Keynote : Geoffroy Peeters


Geoffroy Peeters

Geoffroy Peeters received his PHD on signal processing for speech processing in 2001 and his Habilitation (HDR) on Music Information Retrieval in 2013 from University Paris VI. From 2001 to 2018, he led research related to MIR at IRCAM. His research topics concern signal processing and machine learning (including deep learning) for the automatic analysis of music (timbre description, audio features, singing voice, source separation, beat/downbeat/rhythm estimation, chord/key/multi-pitch estimation, music structure/summary, audio-identification, cover-version, auto-tagging), evaluation methodologies and corpus creation. Since 2018, he his full professor in the Image-Data-Signal department of Télécom Paris, Institut Polytechnique de Paris where he teaches those topics. He is the author of numerous articles and several patents in these areas and co-author of the ISO MPEG-7 audio standard. He has been co-general chair of the DAFx-2011 and ISMIR-2018 conferences and is member of the DAFx board, IEEE Task Force on Computational Audio Processing and has been elected in the ISMIR board in 2016.


from shallow-MIR to deep-MIR: is that really what it looks like?
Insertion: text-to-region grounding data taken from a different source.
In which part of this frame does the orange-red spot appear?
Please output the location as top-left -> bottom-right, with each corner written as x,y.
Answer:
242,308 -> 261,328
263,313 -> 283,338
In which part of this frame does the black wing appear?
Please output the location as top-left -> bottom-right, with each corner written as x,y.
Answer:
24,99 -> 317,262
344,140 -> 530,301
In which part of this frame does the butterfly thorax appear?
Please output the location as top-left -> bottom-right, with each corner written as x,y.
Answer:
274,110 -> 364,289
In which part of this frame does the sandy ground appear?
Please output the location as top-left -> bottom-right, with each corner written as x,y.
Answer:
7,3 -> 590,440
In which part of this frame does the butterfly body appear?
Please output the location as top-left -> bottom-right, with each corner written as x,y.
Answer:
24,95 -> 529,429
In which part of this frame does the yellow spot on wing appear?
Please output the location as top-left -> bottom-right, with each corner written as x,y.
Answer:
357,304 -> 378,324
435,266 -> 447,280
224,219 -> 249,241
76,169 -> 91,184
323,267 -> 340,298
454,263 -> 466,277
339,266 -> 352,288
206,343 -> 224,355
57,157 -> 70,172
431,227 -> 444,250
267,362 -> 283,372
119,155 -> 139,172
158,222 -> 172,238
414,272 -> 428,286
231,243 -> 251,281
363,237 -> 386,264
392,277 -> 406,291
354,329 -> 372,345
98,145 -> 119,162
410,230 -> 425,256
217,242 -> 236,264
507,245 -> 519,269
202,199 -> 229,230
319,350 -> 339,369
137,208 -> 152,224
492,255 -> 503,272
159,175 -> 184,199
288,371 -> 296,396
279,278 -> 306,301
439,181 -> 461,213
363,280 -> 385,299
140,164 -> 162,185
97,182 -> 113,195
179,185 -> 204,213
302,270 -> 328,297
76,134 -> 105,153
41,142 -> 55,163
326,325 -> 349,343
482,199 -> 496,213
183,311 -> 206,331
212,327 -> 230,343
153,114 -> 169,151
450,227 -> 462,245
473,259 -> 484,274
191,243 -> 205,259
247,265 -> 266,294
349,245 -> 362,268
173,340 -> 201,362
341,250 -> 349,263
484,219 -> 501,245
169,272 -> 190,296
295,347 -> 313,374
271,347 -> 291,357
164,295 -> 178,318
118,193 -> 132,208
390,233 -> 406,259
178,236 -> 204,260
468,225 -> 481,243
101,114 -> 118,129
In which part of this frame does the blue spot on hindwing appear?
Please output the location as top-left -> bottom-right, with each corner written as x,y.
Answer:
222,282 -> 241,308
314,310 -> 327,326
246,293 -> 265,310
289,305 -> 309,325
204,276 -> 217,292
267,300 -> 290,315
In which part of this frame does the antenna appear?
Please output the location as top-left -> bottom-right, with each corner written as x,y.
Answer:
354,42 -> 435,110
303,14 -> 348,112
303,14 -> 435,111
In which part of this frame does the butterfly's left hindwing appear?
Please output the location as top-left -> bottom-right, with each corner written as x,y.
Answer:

MIR usually stands for Music Information Retrieval but can be extended in the broader sens to Music Information Research. It is then the interdisciplinary research field which focuses on the processing of digital data related to music, including gathering and organisation of machine-readable musical data, development of data representations, and methodologies to process and understand that data. It appeared around the year 2000 probably as an answer to the development of digital library and the massive amount of accessible music data (first through peer-to-peer, today through streaming). It initially (and naturally) took its roots around research fields such as musicology (computational musicology), perception and cognition of sound, musical acoustic, audio signal processing and machine learning. In the first MIR systems, named knowledge-driven (named "shallow" by the deep-learning community), the knowledge of these fields (such as harmonic rules, perceptual rules or signal processing algorithms) were encoded by a human in a computer. Progressively data-driven approaches, through machine-learning, helped to acquire the knowledge for under-explored fields (such as finding the relationship between audio and music genre) by analyzing large music data-sets. The climax of this trend are the recent "end-to-end" systems where deep neural networks (aka deep learning) approaches are used to acquire all the knowledge (including the signal processing one). Source separation is now easily achieved using a completely agnostic deep-Wave-U-Net rather then using Computational auditory scene analysis premise. In this talk we discuss this evolution, why it appeared, the pros and cons of it and where it leads.